Sufferers of endometriosis still face forking out for high cost treatments despite the launch of new best practice guidelines, says an Auckland doctor.
Auckland based general practitioner (GP) Dr Orna McGinn says the guidelines promote hormonal treatments such as the Mirena IUF which can cost women up to $200 to be inserted in primary care.
“This should be available in primary care as a first line treatment, and pathways should be developed for this to be accessible in primary care at no cost to the women”, says Dr McGinn.
She says while the Mirena treatment itself became funded last year, this does not account for the cost of insertion.
“Funding a treatment is only half the battle. Funding the insertion of the treatment, the insertion of the IUF is the other half of the equation.
“It would be like funding insulin for a diabetic but saying they have to pay for their needles and their testing strips”, she says.
According to Dr McGinn, hormonal treatments such as the Mirena are often effective for mild or suspected cases of endometriosis.
However, she says a lack of resources and specialist training for treating female health issues means women do not always get the attention they need.
“At the moment in New Zealand there is no training scheme to do any sort of contraceptive or Gynaecological procedure”, says Dr McGinn.
Endometriosis New Zealand CEO Deborah Bush has been pioneering for decades to get a best practice document across the line for endometriosis but says there has been next to no funding behind the new guidelines.
In 2007 Bush received $20,000 from Government for a research document explaining why best practice guidelines are necessary.

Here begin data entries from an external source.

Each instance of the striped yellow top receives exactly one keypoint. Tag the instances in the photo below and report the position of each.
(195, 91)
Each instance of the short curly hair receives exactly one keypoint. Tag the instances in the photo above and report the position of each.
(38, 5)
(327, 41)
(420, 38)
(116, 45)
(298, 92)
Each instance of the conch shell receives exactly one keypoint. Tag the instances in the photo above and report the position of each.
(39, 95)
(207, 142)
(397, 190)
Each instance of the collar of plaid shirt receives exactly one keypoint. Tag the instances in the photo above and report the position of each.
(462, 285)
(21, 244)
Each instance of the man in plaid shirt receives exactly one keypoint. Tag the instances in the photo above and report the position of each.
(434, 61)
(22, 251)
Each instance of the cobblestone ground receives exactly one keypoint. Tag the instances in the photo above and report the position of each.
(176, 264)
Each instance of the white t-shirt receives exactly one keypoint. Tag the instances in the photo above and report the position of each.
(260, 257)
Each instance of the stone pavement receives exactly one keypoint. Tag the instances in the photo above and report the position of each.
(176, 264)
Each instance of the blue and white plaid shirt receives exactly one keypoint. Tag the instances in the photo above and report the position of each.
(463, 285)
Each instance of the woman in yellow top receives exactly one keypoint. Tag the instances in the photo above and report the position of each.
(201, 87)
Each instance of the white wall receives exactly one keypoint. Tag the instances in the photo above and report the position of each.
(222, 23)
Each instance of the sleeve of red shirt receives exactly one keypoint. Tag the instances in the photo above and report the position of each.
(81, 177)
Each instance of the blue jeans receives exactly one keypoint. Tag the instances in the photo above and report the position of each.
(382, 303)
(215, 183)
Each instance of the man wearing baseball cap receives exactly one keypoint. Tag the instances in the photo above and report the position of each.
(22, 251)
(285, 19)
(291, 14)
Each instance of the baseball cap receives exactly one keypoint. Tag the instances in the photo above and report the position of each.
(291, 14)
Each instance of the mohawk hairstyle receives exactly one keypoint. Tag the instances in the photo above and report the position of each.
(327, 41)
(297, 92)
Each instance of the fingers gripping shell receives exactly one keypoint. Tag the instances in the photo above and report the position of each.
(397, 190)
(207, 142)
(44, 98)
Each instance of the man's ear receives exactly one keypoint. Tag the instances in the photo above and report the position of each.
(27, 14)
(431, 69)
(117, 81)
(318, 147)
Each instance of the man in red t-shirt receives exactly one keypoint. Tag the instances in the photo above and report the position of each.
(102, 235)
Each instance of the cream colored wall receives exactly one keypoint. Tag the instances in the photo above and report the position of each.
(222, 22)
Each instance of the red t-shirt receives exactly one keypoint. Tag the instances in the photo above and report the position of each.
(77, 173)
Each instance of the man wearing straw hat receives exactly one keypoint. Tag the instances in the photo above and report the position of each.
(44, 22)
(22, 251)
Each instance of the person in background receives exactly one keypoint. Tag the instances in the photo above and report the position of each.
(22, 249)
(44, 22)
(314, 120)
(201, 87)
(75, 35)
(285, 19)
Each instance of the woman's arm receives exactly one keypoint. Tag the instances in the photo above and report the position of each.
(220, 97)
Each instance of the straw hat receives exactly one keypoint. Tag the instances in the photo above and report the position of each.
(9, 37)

But after being submitted, the document only gathered dust on the shelf, according to Ms Bush.
“Apart from that 2007 lump, there’s never been any ministerial or govt or any ministry of health money to the guideline”, she says.
Ms Bush believes the guidelines are a good first step, but says it is now important to implement principles in the document and see what that means in terms of funding.

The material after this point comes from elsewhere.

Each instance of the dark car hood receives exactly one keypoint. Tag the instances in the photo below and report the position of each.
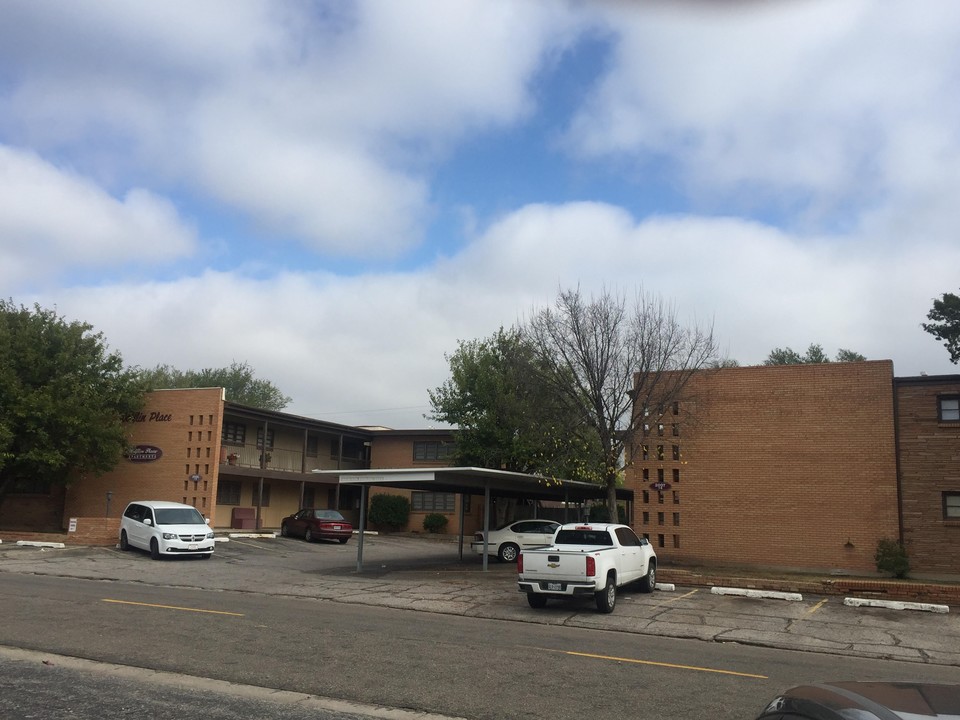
(868, 701)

She says the budget for the implementation of the guidelines has not been discussed.
“It’s all very well saying it’s got to be handled better in primary care but where’s the tools for us to do that”.

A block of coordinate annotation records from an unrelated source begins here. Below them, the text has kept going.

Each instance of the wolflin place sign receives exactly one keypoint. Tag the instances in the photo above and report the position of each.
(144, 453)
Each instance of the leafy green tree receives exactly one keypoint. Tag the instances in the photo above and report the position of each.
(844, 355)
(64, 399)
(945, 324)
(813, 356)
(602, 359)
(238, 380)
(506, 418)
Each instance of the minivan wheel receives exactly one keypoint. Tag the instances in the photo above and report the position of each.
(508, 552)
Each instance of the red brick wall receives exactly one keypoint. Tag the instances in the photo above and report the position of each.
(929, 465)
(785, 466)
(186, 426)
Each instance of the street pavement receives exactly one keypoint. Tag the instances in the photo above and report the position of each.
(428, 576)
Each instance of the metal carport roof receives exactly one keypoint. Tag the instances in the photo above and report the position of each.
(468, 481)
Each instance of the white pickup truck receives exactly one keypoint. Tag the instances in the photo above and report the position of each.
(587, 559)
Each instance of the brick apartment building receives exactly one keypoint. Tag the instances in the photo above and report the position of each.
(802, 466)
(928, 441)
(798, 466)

Endometriosis sufferer Katie Thompson spent nine years ing severe pain and attending countless doctor appointments before being diagnosed.
“I walked away feeling fobbed off or like they didn't have time for me”, says Miss Thompson.
She describes endometriosis as a “silent disease” and wants healthcare providers to take it more seriously.
“We need to train healthcare providers not to overlook it. There should be funding going towards re-educating them and raise their awareness around endometriosis”, she says.
Within the document it states; “resource and cost implications of implementing the principles in this document have not been considered”.
When asked why there has been no consideration of costs, Associate Health Minister Julie Anne Genter told Te Waha Nui it is the responsibility of District Health Boards to fund and provide health services to meet the needs of their populations.